Il reprend le dialogue social initié par son prédécesseur : La mission pas de tout repos d’Ouyahia

mardi 22 août 2017 à 11:22
Source de l'article : Reporters.dz

Alors que l’on croyait que sa mission était d’effacer tout ce qu’a initié son prédécesseur, Ahmed Ouyahia hérite d’une tâche qu’Abdelmadjid Tebboune devait assumer. Avec l’appel du président de la République, Abdelaziz Bouteflika, à la solidarité avec les partenaires sociaux et économiques, le Premier ministre est censé relancer l’idée du dialogue social qu’avait annoncé en grande pompe son prédécesseur.

L’ex-Premier ministre, limogé plus de 80 jours après par le chef de l’Etat, avait, rappelle-t-on, suscité une grande adhésion à l’idée d’ouvrir un dialogue social lancée devant les élus de l’Assemblée populaire nationale (APN), lors de la présentation du plan d’action de son gouvernement.
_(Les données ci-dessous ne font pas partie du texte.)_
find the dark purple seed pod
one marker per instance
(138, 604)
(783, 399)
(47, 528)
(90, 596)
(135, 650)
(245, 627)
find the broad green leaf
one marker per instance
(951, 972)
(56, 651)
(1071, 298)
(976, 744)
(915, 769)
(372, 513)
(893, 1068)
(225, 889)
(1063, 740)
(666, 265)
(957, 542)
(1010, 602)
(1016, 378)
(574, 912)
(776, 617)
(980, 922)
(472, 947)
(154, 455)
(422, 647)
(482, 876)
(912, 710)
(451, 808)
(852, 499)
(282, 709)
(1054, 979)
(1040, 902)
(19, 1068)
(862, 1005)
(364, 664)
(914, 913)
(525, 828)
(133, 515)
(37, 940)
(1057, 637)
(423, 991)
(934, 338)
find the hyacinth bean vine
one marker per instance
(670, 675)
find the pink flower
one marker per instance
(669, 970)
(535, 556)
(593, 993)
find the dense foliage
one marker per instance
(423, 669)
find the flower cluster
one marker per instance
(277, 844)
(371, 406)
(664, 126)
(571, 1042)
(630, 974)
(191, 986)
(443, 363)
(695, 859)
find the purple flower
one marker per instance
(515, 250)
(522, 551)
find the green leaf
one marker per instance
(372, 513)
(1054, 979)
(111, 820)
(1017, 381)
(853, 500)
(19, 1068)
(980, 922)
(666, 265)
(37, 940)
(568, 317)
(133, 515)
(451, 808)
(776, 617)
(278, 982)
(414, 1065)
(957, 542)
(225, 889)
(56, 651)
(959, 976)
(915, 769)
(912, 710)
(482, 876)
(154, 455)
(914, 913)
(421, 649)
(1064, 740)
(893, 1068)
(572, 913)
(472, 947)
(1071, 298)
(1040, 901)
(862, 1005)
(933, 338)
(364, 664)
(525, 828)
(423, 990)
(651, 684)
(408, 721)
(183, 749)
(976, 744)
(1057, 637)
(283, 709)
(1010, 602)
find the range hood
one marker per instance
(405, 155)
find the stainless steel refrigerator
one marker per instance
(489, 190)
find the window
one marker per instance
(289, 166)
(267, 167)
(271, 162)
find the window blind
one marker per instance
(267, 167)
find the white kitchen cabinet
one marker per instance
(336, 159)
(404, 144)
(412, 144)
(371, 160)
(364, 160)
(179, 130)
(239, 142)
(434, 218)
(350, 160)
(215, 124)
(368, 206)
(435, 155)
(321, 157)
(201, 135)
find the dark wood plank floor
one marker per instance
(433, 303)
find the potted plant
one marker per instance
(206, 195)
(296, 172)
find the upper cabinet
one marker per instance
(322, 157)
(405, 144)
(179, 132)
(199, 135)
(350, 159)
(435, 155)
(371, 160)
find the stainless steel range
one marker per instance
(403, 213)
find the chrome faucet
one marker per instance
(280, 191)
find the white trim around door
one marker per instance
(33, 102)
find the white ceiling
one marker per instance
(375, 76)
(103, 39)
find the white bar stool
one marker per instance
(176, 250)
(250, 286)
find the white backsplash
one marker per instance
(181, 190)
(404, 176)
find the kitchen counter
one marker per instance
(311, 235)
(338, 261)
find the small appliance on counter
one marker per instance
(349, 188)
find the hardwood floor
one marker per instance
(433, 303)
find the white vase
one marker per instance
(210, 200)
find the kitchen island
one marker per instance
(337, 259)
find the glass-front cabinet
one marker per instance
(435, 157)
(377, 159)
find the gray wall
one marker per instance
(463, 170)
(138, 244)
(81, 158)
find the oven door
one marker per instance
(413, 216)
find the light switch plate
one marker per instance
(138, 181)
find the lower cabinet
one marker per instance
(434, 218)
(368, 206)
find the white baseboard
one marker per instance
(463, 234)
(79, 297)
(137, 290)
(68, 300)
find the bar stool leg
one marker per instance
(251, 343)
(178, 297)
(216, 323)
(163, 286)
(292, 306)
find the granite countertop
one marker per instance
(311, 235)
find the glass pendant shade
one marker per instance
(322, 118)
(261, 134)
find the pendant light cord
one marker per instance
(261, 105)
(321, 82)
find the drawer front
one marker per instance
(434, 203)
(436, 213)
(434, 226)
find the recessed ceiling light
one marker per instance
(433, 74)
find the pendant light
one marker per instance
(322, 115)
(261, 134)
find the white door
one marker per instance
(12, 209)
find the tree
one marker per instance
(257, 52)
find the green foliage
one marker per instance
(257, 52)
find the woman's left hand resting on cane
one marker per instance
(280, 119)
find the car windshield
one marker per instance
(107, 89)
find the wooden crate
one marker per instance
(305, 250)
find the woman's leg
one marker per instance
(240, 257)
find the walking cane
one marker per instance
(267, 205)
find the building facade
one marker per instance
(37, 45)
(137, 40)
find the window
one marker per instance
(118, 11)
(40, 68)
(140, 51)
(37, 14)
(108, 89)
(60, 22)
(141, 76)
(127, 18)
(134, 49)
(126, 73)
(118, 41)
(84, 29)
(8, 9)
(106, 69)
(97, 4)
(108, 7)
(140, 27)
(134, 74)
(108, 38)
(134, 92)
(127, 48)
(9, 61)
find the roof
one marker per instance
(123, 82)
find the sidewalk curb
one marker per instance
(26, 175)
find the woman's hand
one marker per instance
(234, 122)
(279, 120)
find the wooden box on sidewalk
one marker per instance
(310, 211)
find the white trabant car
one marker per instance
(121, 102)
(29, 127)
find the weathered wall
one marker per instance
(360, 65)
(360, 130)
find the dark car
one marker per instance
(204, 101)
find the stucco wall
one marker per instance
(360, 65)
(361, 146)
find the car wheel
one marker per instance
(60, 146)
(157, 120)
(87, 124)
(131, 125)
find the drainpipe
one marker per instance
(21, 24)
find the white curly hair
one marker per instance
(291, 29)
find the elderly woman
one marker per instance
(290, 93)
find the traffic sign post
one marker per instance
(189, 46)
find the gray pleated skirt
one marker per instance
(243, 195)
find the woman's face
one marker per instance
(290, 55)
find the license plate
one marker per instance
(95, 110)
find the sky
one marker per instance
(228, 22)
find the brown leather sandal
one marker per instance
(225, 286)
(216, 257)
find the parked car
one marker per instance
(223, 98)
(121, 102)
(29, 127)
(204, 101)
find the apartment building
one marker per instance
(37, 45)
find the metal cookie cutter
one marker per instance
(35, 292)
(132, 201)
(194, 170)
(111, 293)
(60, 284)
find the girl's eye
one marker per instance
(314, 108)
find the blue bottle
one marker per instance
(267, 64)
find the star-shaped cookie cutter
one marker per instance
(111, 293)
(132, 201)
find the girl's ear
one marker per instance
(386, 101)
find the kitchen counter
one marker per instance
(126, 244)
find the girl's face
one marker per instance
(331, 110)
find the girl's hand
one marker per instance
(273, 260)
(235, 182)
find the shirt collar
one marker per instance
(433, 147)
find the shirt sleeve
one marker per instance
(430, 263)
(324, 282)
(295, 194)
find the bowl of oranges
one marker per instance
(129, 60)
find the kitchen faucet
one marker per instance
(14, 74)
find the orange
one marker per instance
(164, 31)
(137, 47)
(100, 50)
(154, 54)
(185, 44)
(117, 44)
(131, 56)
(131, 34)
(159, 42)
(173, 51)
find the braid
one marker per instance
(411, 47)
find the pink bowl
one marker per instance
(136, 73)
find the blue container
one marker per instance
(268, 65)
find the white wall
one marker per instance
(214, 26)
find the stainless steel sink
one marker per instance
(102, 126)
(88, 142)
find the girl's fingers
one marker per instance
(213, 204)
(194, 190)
Avant-hier, à l’occasion de la commémoration de la Journée nationale du moudjahid, le président Bouteflika a, dans un message adressé à la nation, montré au nouvel Exécutif la voie à suivre.

« Il est du devoir du gouvernement et de ses partenaires sociaux et économiques de donner l’exemple à notre peuple, par la solidarité, la mobilisation et l’unification de ses rangs, afin que notre pays puisse mobiliser les énergies et investir de manière constructive dans les différentes capacités et potentialités de ses enfants», a écrit le chef de l’Etat.
Une invitation, on ne peut plus clairement à Ouyahia, d’ouvrir les portes du Palais du Docteur Saâdane à l’ensemble des partenaires afin de faire face à la crise.

Il faut dire et l’admettre, sans tabou, que cette mission aurait été plus facile avec Abdelmadjid Tebboune. Il avait réussi à créer autour de lui un vent de sympathie et de solidarité, surtout chez l’opposition qui se contentait, généralement, de critiquer tout ce qui provient du pouvoir. L’arrivée ou le retour d’Ahmed Ouyahia aux commandes du gouvernement a quelque part créé, à l’inverse, une certaine méfiance quant à l’avenir du fameux dialogue.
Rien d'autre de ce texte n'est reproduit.